- Native to: Solomon Islands
- Region: Russell Islands
- Native speakers: (1,800 cited 1999)
- Language family: Central Solomons ? Lavukaleve;

Language codes
- ISO 639-3: lvk
- Glottolog: lavu1241
- ELP: Lavukaleve
- Lavukaleve is not endangered according to the classification system of the UNESCO Atlas of the World's Languages in Danger

= Lavukaleve language =

Language of the Solomon Islands

Lavukaleve is one of the four Central Solomons languages of the Solomon Islands. It is thus assumed to be the descendant of the languages spoken in the Solomon Islands before the spread of the much more numerous Austronesian languages. The name Lavukaleve derives from the ethnonym Lavukal. The Lavukals are the Indigenous peoples of the Russell Islands, part of the Solomon Islands Central Province. A comprehensive grammatical description of Lavukaleve was published by the linguist Angela Terrill in 2003.
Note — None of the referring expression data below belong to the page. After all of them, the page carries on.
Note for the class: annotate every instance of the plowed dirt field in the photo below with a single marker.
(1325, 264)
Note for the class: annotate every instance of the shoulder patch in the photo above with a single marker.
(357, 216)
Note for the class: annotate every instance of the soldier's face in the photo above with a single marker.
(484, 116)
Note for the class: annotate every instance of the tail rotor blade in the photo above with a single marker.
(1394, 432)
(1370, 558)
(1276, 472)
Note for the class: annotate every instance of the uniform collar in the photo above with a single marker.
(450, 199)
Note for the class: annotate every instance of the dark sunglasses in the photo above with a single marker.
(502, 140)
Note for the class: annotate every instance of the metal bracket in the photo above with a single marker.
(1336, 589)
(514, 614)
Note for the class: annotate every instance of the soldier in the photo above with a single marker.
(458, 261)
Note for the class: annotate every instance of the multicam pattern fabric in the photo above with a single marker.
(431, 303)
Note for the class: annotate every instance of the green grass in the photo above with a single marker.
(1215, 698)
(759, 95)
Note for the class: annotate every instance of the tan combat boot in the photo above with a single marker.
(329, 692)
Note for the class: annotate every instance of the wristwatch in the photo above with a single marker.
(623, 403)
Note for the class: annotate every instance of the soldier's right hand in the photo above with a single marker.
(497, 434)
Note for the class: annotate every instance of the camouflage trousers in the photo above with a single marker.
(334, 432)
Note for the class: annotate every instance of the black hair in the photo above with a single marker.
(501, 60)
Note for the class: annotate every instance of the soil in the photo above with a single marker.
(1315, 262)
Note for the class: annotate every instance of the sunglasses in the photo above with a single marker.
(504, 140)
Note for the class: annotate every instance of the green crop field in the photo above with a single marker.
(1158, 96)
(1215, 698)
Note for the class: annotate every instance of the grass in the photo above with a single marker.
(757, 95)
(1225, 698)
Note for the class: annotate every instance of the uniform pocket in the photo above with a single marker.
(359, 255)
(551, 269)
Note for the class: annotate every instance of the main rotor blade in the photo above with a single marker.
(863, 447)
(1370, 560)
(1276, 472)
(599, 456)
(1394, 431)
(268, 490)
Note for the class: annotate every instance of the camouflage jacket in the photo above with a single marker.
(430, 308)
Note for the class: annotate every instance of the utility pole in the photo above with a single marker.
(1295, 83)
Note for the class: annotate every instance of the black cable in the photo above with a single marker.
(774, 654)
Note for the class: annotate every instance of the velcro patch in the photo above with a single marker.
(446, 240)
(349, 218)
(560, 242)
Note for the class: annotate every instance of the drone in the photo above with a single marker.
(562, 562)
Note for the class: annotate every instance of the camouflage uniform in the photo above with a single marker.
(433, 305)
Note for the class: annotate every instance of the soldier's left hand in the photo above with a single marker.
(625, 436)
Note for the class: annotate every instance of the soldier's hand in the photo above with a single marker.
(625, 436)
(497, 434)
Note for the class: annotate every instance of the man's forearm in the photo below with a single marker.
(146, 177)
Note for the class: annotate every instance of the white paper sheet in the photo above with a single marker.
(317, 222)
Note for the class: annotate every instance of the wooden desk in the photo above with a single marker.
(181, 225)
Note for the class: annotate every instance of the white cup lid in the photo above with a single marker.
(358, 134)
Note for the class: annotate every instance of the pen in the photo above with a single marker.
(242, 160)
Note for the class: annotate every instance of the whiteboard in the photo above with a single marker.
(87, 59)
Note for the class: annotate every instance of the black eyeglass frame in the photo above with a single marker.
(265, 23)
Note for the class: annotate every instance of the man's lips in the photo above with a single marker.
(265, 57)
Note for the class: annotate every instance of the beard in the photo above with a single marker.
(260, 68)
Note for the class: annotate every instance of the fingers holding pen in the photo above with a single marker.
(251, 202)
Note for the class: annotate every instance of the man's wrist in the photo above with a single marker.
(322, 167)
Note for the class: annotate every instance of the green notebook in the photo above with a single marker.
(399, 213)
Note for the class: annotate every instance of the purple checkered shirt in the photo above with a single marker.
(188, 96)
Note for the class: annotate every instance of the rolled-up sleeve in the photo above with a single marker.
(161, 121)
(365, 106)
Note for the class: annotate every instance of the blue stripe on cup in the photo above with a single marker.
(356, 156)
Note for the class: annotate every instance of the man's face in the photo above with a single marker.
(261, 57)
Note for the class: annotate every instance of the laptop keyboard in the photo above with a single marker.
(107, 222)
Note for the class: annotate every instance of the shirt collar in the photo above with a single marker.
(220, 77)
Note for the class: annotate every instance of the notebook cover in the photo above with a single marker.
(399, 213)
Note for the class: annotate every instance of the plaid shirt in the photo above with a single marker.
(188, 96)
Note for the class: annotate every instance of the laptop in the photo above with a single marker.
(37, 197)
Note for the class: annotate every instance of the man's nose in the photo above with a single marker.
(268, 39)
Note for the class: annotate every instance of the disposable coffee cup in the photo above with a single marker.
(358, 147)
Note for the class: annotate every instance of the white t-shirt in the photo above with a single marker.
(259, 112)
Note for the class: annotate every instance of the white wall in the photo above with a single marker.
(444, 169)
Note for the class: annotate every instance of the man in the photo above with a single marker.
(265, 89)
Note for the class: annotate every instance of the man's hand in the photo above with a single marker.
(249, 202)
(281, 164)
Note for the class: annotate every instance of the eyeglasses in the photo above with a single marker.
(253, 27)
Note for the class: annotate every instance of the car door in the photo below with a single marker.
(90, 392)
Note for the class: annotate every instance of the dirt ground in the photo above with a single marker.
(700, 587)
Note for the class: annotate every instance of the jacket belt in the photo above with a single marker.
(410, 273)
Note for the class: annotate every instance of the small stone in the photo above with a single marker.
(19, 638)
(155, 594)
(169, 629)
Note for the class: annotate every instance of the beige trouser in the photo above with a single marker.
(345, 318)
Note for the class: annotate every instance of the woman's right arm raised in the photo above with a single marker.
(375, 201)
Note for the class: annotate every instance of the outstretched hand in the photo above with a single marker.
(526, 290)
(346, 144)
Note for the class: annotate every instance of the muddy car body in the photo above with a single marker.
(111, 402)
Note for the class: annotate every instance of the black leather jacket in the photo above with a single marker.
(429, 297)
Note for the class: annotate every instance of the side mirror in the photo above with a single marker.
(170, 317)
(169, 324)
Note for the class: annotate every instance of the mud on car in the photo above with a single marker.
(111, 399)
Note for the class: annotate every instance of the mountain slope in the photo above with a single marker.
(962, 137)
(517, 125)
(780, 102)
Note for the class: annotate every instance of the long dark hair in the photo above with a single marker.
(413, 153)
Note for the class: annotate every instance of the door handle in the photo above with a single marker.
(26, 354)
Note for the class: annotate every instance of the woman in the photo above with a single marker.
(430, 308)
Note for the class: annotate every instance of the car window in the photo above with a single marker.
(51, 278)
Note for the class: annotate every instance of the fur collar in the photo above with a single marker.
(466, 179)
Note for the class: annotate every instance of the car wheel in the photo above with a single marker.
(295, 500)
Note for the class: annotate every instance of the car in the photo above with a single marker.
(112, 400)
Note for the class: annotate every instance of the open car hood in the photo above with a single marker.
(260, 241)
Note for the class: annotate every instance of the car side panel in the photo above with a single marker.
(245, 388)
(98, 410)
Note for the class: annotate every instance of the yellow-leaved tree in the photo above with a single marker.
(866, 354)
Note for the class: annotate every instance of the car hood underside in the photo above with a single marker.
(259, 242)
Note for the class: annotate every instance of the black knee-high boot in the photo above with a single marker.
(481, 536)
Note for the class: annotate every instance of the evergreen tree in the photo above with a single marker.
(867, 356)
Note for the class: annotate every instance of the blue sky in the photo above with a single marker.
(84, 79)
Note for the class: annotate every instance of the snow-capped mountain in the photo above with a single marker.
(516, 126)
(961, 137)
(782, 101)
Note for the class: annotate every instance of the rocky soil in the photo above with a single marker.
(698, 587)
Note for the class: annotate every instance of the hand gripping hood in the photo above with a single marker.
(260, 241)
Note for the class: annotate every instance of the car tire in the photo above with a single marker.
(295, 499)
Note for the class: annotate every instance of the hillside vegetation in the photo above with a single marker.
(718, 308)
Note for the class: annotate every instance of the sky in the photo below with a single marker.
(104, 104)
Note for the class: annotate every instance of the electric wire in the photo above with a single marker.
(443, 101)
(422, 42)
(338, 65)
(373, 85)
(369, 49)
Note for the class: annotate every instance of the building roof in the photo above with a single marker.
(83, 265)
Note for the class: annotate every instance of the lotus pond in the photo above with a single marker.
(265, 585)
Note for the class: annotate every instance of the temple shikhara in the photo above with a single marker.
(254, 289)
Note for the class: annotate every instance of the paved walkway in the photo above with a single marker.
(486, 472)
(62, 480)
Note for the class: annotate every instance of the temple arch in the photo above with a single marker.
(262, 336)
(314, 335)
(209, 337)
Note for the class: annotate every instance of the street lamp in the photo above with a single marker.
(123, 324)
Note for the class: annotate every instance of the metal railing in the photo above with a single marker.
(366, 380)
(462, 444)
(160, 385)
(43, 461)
Lavukaleve is spoken in about eleven main villages. It used to be spoken predominantly on Pavuvu, the largest island, but the speakers were forcefully relocated by the British to the smaller islands in order to make way for plantations.

== Phonology ==

=== Consonants ===

|  |  | Labial | Alveolar | Velar | Glottal |
| Nasal |  | m | n | ŋ |  |
| Plosive | voiceless | (p) | t | k |  |
| voiced | b ~ ᵐb | d ~ ⁿd |  |  |
| Fricative |  | f | s |  | h |
| Rhotic |  |  | r |  |  |
| Lateral |  |  | l |  |  |
| Semivowel |  | β̞ |  | ɰ |  |

- Sounds /b, d/ are prenasalized [ᵐb, ⁿd] in intervocalic positions.
- [p] only occurs in loanwords from Pijin.
- /t, k/ can also be heard as aspirated [tʰ, kʰ] in free variation.
- /r/ can also be heard as a tap [ɾ] or glide [ɹ] in free variation.

=== Vowels ===

|  | Front | Central | Back |
|---|---|---|---|
| Close | i |  | u |
| Mid | e |  | o |
| Open |  | a |  |

- Vowels /i, o/ can be heard as [ɪ, ɔ] when in unstressed syllables.